On the other hand, Wyngarden said companies should also rethink recruitment strategies and ensure they’re intentionally reaching out to potential candidates.

He said some companies in the Cedar Rapids and Iowa City areas are going through NewBoCo to connect with students completing coding programs. Even when students are in middle or high school, companies can introduce themselves and make students aware of their business.

Additionally, the rise of hybrid and work-from-home models presents both an opportunity and a danger in terms of hiring, Wyngarden said, as Iowa tech workers could choose to work remotely for an out-of-state company, but local companies could also recruit from other states.

For these reasons, another resounding theme on the tech workforce panel was to bridge disconnects between education and businesses and build up partnerships.

“Industry doesn’t know what to do with education, and education doesn’t know what to ask the industry … so the first step is to reach out to someone, anyone,” Dahlby said.

Wyngarden echoed support for reaching out on the panel, telling the education professionals in the audience that every company has its “technology person” who will be their starting point to build out a partnership.

With high school enrollment in technology courses down 21% between 2011-12 and 2019-20, according to the Iowa STEM Evaluation Report, simply more exposure to what a technology career can be through classroom or work site visits “makes a difference,” Wyngarden said.

Students aren’t the only ones who can benefit from industry partnerships. Teachers need their support as well to help students find their paths.

Dahlby said there is a growing challenge in education as more teachers retire, and that is one reason why NewBoCo provides professional development for local school districts.
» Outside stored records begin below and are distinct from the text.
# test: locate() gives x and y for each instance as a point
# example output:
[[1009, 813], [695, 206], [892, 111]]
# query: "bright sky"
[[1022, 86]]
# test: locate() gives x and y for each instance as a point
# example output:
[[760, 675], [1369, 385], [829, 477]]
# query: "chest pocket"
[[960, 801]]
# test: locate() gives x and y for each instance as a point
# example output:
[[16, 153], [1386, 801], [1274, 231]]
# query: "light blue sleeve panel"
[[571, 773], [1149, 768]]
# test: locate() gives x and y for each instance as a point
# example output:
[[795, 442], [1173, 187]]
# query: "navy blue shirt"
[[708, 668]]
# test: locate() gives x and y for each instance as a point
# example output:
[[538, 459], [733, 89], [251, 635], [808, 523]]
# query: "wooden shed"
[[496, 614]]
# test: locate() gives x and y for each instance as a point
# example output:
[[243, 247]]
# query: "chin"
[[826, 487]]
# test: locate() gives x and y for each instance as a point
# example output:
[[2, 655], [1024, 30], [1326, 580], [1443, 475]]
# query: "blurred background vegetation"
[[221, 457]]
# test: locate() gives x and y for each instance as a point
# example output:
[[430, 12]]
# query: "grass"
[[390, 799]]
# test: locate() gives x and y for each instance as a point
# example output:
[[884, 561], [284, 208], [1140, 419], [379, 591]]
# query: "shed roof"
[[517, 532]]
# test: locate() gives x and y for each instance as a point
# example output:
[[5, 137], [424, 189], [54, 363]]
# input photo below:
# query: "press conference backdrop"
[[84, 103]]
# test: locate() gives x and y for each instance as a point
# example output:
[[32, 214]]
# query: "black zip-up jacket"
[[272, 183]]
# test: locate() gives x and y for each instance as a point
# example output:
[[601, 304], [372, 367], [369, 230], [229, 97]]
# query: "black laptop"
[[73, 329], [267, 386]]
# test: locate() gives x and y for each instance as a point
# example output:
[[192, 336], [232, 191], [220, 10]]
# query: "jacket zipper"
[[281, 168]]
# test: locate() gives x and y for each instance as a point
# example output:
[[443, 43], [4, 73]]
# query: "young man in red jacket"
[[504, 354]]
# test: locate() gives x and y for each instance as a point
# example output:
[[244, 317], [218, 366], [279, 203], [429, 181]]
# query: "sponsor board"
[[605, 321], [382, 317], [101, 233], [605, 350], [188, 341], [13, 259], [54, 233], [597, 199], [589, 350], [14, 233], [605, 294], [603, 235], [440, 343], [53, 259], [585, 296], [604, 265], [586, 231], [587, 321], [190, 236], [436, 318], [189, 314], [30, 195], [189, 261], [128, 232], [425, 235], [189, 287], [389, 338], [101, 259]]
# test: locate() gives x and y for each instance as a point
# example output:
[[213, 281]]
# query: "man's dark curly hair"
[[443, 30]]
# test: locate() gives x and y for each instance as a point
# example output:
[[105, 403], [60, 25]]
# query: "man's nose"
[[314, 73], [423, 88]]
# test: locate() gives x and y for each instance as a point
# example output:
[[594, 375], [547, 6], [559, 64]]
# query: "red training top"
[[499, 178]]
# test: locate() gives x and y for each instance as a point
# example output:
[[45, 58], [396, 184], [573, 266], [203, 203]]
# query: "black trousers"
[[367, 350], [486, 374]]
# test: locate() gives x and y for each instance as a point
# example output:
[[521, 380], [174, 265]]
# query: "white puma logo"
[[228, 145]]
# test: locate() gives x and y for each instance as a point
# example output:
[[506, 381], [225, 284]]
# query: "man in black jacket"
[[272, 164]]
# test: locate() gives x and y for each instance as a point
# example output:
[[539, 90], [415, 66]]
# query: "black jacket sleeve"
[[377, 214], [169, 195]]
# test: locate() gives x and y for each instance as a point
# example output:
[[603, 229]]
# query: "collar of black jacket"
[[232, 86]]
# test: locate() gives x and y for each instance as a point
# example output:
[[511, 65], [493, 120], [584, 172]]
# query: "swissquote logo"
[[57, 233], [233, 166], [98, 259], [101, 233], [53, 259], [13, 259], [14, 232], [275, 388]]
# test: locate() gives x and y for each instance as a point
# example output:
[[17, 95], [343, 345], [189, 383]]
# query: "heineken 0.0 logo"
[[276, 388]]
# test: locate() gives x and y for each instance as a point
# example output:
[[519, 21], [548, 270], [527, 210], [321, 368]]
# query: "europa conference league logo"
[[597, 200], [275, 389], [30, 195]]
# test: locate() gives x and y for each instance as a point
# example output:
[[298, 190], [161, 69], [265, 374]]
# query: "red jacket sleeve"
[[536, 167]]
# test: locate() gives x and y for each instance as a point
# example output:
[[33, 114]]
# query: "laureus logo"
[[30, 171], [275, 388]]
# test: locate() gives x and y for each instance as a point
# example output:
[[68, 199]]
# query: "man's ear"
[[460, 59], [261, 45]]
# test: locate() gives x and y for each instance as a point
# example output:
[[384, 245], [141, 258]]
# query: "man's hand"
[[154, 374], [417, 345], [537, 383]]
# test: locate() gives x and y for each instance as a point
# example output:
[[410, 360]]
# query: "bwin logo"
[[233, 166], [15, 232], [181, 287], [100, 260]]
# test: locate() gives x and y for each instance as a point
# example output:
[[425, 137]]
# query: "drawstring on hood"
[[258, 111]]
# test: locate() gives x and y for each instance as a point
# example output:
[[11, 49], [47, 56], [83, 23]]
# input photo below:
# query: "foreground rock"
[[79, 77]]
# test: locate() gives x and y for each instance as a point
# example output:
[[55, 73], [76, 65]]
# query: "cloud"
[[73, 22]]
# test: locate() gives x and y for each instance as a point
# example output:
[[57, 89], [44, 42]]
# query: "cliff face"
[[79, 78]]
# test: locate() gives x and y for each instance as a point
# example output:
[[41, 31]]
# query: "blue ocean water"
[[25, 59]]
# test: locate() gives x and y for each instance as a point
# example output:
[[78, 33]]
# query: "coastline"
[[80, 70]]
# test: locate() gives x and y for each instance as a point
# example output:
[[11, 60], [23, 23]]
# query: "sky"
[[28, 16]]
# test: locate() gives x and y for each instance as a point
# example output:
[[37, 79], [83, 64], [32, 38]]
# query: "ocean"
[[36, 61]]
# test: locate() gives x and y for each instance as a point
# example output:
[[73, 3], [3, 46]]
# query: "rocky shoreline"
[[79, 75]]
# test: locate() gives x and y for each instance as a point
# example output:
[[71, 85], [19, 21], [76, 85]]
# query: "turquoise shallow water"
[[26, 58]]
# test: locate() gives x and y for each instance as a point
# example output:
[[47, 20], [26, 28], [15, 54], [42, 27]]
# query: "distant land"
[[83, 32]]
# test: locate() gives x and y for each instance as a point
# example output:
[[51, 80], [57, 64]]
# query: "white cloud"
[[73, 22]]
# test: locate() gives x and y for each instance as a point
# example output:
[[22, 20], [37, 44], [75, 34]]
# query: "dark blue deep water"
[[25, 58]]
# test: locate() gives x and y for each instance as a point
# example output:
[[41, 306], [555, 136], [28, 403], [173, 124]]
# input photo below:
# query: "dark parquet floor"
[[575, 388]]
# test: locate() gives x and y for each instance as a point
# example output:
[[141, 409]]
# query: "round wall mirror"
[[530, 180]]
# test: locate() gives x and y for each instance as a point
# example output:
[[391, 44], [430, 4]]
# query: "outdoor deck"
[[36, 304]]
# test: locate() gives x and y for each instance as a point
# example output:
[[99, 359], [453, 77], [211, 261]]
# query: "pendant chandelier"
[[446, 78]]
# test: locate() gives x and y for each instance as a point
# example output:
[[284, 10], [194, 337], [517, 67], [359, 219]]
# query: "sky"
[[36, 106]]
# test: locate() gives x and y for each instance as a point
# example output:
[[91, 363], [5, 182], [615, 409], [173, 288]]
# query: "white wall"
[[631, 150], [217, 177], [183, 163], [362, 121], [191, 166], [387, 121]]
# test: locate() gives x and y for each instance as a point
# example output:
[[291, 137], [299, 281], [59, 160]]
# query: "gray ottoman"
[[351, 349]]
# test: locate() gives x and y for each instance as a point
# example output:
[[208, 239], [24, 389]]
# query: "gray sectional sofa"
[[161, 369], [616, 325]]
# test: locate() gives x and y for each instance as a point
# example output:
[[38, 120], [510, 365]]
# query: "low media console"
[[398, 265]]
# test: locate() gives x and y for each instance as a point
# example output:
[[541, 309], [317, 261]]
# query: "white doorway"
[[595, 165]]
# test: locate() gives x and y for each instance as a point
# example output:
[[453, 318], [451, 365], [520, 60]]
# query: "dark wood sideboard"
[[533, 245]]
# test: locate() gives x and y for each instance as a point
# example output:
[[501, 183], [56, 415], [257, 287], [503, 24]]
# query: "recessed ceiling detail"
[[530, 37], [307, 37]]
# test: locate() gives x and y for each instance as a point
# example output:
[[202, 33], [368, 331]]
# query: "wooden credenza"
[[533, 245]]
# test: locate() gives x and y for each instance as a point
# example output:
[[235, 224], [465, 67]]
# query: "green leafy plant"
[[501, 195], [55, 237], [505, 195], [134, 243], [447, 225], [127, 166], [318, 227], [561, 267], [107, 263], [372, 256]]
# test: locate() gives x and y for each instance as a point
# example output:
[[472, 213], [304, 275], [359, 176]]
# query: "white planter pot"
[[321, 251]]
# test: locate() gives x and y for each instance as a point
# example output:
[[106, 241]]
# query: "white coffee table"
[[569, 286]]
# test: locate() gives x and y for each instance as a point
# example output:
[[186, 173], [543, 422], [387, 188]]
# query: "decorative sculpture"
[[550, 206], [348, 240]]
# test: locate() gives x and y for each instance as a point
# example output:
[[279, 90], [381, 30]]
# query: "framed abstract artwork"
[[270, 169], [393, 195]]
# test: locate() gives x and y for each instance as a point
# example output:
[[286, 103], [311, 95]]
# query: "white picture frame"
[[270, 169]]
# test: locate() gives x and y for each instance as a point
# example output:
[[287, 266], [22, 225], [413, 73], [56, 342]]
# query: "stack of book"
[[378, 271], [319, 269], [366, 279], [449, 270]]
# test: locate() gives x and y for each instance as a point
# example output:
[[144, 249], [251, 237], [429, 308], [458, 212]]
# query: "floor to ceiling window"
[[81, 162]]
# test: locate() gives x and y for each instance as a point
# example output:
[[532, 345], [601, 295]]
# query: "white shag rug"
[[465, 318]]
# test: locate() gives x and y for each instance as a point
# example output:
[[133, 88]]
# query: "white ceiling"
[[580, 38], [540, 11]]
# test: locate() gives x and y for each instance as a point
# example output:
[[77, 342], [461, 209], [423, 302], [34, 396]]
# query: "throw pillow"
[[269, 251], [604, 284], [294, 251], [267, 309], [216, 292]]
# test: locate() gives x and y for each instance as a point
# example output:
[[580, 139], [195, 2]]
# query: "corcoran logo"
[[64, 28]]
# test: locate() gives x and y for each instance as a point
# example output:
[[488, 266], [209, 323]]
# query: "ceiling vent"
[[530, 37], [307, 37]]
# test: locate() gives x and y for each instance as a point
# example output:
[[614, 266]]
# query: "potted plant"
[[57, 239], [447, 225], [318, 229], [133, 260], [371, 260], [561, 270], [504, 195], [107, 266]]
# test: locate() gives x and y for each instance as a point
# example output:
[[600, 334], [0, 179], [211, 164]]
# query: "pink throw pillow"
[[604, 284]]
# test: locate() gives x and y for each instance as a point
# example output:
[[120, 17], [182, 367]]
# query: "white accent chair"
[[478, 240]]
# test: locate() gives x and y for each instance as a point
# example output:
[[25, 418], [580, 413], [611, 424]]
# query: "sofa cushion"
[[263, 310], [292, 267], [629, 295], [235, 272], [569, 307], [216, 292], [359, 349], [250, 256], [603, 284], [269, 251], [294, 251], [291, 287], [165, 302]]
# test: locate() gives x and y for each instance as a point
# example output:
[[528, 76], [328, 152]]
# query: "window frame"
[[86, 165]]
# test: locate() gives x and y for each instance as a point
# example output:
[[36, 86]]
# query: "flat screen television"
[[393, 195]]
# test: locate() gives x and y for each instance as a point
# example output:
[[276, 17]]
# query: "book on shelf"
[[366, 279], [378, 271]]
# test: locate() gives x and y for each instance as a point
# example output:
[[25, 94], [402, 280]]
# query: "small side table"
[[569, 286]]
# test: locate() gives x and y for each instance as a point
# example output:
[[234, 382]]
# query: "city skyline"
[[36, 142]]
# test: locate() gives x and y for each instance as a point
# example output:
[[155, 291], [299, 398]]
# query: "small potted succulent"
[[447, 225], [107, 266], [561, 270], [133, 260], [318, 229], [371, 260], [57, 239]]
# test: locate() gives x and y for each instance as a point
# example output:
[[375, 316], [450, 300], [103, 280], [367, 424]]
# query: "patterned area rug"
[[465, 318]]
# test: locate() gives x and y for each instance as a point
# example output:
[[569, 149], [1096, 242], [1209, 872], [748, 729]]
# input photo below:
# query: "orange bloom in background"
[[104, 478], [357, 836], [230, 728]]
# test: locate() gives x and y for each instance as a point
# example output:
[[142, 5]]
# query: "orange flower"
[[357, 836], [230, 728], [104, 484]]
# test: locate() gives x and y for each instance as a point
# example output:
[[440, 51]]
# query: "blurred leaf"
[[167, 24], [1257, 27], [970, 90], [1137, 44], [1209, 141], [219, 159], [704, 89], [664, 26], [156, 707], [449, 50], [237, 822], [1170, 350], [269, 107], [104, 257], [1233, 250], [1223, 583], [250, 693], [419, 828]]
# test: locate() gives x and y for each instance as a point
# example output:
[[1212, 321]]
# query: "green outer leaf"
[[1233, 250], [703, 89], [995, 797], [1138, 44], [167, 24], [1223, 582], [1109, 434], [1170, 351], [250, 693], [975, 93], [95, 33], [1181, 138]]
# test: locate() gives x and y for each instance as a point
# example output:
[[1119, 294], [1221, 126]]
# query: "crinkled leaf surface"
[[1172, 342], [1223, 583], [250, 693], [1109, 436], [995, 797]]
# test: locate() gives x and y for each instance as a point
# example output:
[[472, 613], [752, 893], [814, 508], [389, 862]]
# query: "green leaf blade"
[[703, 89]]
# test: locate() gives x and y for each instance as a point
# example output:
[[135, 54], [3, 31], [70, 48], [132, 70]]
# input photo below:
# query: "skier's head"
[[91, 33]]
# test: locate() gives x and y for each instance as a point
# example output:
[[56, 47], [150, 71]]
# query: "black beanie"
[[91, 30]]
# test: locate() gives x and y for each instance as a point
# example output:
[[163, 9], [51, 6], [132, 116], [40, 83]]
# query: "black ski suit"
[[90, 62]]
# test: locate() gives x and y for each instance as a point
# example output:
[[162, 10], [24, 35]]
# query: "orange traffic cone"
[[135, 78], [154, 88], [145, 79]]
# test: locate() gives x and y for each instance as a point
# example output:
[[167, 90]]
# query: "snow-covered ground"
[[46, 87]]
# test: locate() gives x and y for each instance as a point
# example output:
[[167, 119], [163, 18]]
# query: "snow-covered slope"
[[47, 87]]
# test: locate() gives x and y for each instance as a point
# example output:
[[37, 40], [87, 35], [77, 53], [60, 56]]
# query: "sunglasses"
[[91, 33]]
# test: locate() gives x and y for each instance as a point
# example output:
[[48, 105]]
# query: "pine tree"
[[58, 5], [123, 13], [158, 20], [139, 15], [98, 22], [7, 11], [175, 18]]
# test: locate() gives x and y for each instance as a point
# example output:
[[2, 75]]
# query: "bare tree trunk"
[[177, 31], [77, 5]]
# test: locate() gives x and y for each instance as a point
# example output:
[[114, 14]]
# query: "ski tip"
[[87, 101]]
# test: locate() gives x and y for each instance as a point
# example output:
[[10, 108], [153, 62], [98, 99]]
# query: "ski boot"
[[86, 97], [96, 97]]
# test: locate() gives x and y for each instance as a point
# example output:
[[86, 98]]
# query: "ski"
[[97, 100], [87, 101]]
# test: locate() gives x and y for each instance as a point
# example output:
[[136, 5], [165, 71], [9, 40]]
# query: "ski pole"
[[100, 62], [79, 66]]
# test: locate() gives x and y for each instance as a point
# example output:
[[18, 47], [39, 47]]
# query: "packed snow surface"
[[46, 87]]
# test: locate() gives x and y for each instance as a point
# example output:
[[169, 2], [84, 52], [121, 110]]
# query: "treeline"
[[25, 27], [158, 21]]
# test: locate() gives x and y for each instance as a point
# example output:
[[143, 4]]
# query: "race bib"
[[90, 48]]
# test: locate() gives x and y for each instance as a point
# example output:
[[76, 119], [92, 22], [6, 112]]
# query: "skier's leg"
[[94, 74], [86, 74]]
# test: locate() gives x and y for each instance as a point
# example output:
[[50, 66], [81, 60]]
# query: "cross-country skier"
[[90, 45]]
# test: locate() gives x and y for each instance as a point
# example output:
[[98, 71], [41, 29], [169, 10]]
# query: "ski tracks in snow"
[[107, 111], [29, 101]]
Through teacher externships, educators pair with industry employees and gain industry knowledge firsthand, which they can take and integrate into their teaching.

The next stride for STEM education in Iowa is the requirement for all schools to offer computer science curriculum by 2024. Dahlby said in the long term Iowa will be able to evaluate this action’s impact on the workforce when those students start to graduate.

The needs of the technology workforce will keep evolving, just as technology itself does, Wyngarden said, and Iowa has done a good job of evolving with it, but it needs to continue.

He said Iowa can keep up by redefining what a technology job is and ensuring that students see themselves represented in the workforce.

“I think reframing that narrative [that] health care workers are technology professionals, agricultural and farmer workers are technology professionals, and certainly manufacturing workers are technology professionals, I think if we can tell that story a little bit more, that helps us because then instead of saying technology is just a specific industry, we’re saying technology is a through line that goes through all the industries,” he said.